Gazprom has abandoned its attempts to ban customers from reselling its gas across borders, a practice many viewed as strong-arm coercion.
It's been clear since 2014, when Ukraine started buying Russian gas from Slovakia and the EU sided with Ukraine, that the tactic was doomed. But the settlement goes further: It forces Gazprom to make up for the lack of interconnector pipelines in Bulgaria and the three Baltic states by letting customers buy gas at lower prices set for other countries and have it delivered to these four nations.
Gazprom customers with long-term contracts now have the right to demand lower prices if they’re paying more than West European customers with competitive markets.
The Russian supplier has also agreed to a number of other conditions, including a waiver of any compensation for the cancellation of the South Stream project. The pipeline, which was supposed to carry gas from Russia to Austria via Bulgaria, Hungary and Slovenia, died a painful death in 2014 after the EU interfered to scupper construction deals.
In addition, Gazprom has agreed to eight years of close supervision by the EU, which will arbitrate any disputes. Vestager and her successors can fine the company up to 10 percent of its global revenue if it violates the settlement terms.
If Gazprom intended to monopolize the gas markets in Eastern and Central Europe, that goal is now out of reach. Eastern European countries are looking for new sources of natural gas. Poland and Lithuania, for example, are capable of receiving liquefied natural gas from the U.S. and other countries should Gazprom decide to cut supplies. With the settlement, that eventuality would be the only good reason for them to use the alternative supplies. Gazprom won’t be able to set higher prices than those established by market forces in Germany or Italy, where Russia is just one of several providers of natural gas.
Theoretically, Gazprom could have a path toward a monopoly. Other sources -- primarily Dutch and Norwegian -- are beginning to succumb to a natural decline. But before Russia takes over on any serious scale, more resources could come online. Gas fields have been discovered in the Mediterranean. Any return to stability in the Middle East could contribute to Europe’s energy mix. The U.S. could, in time, provide cheaper LNG. Even today, energy from the U.S. is just 20 percent more expensive than Russian pipeline gas -- not enough of a differential for Gazprom to feel safe in the medium term.
At the same time, renewable energy sources, which generated a record 30 percent of EU electricity in 2017 (compared with 20 percent from gas), are bound to gain importance.
Gazprom’s situation is precarious: At any point, it could need its European customers more than they need it. The company’s executives understand they face a competitive and politically difficult environment in Europe. That requires them to play nice and offer prices that are difficult to undercut. It also makes supply disruptions highly unlikely, even for geopolitical reasons.

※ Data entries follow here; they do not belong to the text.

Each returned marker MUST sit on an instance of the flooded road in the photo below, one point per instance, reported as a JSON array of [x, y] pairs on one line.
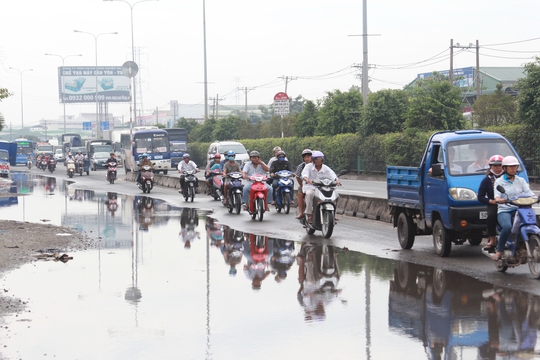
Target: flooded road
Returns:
[[170, 282]]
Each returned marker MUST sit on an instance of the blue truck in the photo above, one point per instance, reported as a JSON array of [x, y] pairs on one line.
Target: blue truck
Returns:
[[439, 197]]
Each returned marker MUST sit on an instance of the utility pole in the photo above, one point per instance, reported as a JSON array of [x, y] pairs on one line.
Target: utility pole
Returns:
[[287, 79], [246, 90]]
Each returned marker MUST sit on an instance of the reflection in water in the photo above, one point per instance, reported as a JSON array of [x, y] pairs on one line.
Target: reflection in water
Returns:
[[318, 274], [449, 312]]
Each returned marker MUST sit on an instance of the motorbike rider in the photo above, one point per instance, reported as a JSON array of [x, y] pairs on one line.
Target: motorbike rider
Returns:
[[513, 185], [306, 156], [254, 167], [229, 167], [486, 196], [208, 171], [281, 164], [186, 165], [78, 157], [142, 162], [315, 171]]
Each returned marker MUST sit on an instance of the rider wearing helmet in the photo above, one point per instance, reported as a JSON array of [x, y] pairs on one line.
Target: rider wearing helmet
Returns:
[[229, 166], [306, 157], [513, 185], [486, 196], [185, 165], [281, 164], [213, 164], [315, 171], [143, 160], [254, 167]]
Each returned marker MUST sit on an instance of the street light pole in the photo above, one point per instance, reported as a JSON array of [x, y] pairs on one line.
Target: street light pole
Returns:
[[22, 108], [95, 72], [131, 6], [62, 84]]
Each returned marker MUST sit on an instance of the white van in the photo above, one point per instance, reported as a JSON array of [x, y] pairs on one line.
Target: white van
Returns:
[[223, 147]]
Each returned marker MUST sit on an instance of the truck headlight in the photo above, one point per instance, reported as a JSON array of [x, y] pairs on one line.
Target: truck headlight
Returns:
[[462, 194]]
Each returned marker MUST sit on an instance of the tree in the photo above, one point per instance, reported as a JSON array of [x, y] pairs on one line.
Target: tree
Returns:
[[339, 113], [435, 105], [307, 120], [495, 109], [529, 93], [385, 112]]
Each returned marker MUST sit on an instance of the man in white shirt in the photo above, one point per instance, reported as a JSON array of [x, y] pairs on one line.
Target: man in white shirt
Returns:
[[316, 170]]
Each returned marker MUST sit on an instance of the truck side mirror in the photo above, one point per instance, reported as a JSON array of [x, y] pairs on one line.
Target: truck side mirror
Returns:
[[436, 170]]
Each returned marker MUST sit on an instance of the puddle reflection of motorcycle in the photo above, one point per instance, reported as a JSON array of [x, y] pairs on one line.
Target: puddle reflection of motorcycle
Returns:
[[112, 202], [318, 275], [214, 232], [514, 319], [258, 251], [189, 221], [232, 248], [282, 259], [145, 205]]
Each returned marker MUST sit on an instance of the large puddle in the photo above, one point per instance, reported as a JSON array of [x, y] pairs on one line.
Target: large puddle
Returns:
[[172, 283]]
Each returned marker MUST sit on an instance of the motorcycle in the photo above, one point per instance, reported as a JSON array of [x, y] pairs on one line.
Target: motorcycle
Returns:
[[111, 171], [217, 184], [147, 179], [234, 192], [79, 167], [324, 208], [284, 191], [523, 243], [52, 165], [70, 168], [189, 184], [257, 197]]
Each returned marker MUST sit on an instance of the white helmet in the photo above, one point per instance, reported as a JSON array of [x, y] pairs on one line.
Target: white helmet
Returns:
[[510, 161]]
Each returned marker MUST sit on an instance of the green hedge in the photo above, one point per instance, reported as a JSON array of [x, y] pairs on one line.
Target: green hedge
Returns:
[[373, 153]]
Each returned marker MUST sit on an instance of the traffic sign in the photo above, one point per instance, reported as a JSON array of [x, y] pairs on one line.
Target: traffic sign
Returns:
[[281, 104]]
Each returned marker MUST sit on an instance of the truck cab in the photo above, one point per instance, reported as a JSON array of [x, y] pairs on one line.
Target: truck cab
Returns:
[[439, 198]]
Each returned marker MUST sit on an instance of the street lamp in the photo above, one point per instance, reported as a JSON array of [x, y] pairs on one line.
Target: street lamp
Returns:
[[22, 109], [62, 85], [96, 95], [131, 6]]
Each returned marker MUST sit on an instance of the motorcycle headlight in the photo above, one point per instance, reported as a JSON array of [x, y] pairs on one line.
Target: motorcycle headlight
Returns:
[[462, 194]]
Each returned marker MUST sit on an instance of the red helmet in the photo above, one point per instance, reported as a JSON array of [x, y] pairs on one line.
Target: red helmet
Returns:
[[495, 160]]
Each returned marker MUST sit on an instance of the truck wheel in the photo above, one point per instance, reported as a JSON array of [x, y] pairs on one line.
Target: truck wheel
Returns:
[[406, 231], [442, 240]]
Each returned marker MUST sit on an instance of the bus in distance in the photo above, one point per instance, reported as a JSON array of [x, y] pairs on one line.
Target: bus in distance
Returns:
[[154, 142]]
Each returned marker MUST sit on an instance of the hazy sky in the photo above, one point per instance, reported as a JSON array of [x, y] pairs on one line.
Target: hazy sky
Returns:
[[250, 43]]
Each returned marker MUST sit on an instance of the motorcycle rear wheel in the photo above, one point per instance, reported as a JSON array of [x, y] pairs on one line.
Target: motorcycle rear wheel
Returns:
[[534, 262], [327, 227]]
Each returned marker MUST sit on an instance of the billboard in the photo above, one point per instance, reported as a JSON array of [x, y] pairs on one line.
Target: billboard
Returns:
[[463, 77], [77, 84]]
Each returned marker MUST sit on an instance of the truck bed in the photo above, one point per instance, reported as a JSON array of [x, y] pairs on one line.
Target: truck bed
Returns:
[[403, 186]]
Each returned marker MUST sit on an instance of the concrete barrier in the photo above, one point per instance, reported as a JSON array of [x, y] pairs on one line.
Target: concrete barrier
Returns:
[[350, 205]]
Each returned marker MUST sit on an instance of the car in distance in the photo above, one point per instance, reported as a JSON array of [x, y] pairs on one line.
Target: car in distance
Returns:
[[98, 160]]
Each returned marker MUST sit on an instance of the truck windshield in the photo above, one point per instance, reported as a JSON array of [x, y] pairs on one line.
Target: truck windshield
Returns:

Then there are internal Russian politics. In 2017, Gazprom paid about 2.2 trillion rubles ($35.7 billion) in taxes, almost 2.3 percent of Russia’s gross domestic product. It’s also a major source of wealth for some of President Vladimir Putin’s close associates, who profit from infrastructure contracts. This cash cow’s viability depends on its ability to supply as much gas as possible to the European market, which accounted for more than 57 percent of revenue last year.
The EU has used this leverage intelligently to level the playing field. The settlement is arguably a bigger victory for Vestager than the fines on U.S. tech companies, which haven’t made dramatic changes to their practices and are suing the EU to reverse the rulings.
The settlement also provides evidence that it might make sense for both Germany and Russia to let the EU regulate Nord Stream 2, the pipeline into Germany that Gazprom has started building even though it lacks some necessary permits from Denmark and Sweden. The two countries have been reluctant to allow this because it would mean slow negotiations and potentially some tough conditions, especially concerning access to the pipeline for other suppliers, as well as curbs on Gazprom ownership. But the end result would likely work for everyone, except perhaps the U.S., which opposes Nord Stream 2 for both political and commercial reasons.